In a few hours I’ll be hopping in a car bound for warmer climes, so here are some loose ends worth tidying up before a special road-trip-day post I’ve got scheduled for tomorrow…
OK, it definitely feels like spring now, as the annual media ritual is in full swing:
- John Lott, Rosie DiManno, Ken Fidlin, Gregor Chisholm, and Neil Davidson have the goods on R.A. Dickey.
- John Lott and Ken Fidlin look at the Jays’ Caribbean flavour.
- Gregor Chisholm, Ken Fidlin, John Lott, Jeff Blair and Mark Zwolinski write about Emilio Bonifacio, Maicer Izturis and the battle for second base.
- Shi Davidi has something about Melky Cabrera, while Steve Buffery offers some red meat on the subject for Toronto Sun readers.
- John Lott and Ken Fidlin tell us about Jose Reyes and Jeffrey Loria.
- Jeff Blair and Rosie DiManno look at Jose Bautista, expectations, and clubhouse stuff.
- Shi Davidi is in that area too, minus Jose.
- Ken Fidlin, Gregor Chisholm (twice), Mark Zwolinski and John Lott listen as Adam Lind throws John Farrell under the bus.
- Lott’s Lind piece also touches on Colby Rasmus, who is also the subject of a Neil Davidson post.
- And all of those Lind and Rasmus pieces have a a common thread in new hitting coach Chad Mottola, who also is written about by Shi Davidi and Gregor Chisholm.
- A CP article via the Globe tells of the injury to David Cooper that will keep him out of Spring Training, while Gregor Chisholm tells it in a notebook post that also has more spring enthusiasm, and a response from Alex Anthopoulos to Adam Lind’s comments about last year’s coaching staff.
In less duplicated pieces, we also have Danny Knobler of CBS Sports telling us what he likes and dislikes about the Jays as currently constituted, Ken Fidlin of the Toronto Sun talking to Alex Anthopoulos about his club’s transformation over the winter, MLBTR passes along a Bob Elliott tweet suggesting the Jays are looking at infield depth in the shape of Muenori Kawasaki, Andrew Keh of the New York Times telling us, in the Globe and Mail, about new Mets prospect Travis d’Arnaud, and two other fantastic Globe pieces: Sean Fine on the relationship between Alex Anthopoulos and Paul Beeston, and Steve Ladurantaye on departing Rogers honcho Nadir Mohamed, who Paul
So, what jumps out among all this?

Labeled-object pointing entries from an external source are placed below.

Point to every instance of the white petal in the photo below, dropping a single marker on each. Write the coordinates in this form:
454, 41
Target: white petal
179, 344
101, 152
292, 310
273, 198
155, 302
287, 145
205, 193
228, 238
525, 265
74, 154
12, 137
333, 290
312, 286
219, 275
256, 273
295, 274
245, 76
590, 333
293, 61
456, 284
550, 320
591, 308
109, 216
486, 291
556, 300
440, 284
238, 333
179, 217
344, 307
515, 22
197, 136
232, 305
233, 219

Well… in no particular order… AA’s response to Lind is pretty interesting.
The DH with the .296 on-base over his last 1500 plate appearances tried, essentially, to pin last year’s issues on John Farrell, claiming that he was hearing something different from the manager (patience, selectivity) than what the hitting coach was telling him (find your pitch and attack it), and because it was Farrell filling out the lineup card, ol’ Linder got all twisted up about who to listen to. ”I like Adam a lot, but I don’t necessarily entirely agree,” Anthopoulos said, according to Gregor. “The organization wanted him to be more selective. That’s on me as well. I told Adam, ‘You have an on-base percentage below .300 two years in a row.’ … Murph will tell you, when you get a pitch to hit, a strike, you swing and you attack it and you look for that pitch, and if you don’t get it, obviously at that point you lay off. That’s where your walks will come from. … Saying John preached patience and so on — I did, too.”
In the Fidlin piece about the club’s transformative winter, Anthopoulos offers a somewhat different timeline of events than we’d been considering last week, which revolved around Jake Peavy. “We had determined to go out and try to get a couple of free agents. Before the GM meetings, I went out and spent two days with a free agent and we were going to try to be aggressive to get somebody on the board early. But we had a very specific target, especially in the rotation, that had to be addressed. We got the sense from that meeting it was probably going to take a little time, maybe into December, maybe into January,” Anthopoulos explained. “As I’ve learned from past experience, you can never be certain about getting free agents. So we were going to zig and then we zagged.”
Other than that, the Cooper thing sucks for him, especially with Adam Lind still trying to talk his way out of town, or whatever it is he’s doing– and his back not being the most stable thing in the universe, either. Gregor has some words of wisdom, though:
Folks, I kindly ask the suggestions of signing Thome stop ~ He’d never play for Buffalo and there’s no room on 25-man roster. Not happening.
— Gregor Chisholm (@gregorMLB) February 18, 2013
Beyond that… uh… DickeyTheBest, pretty much.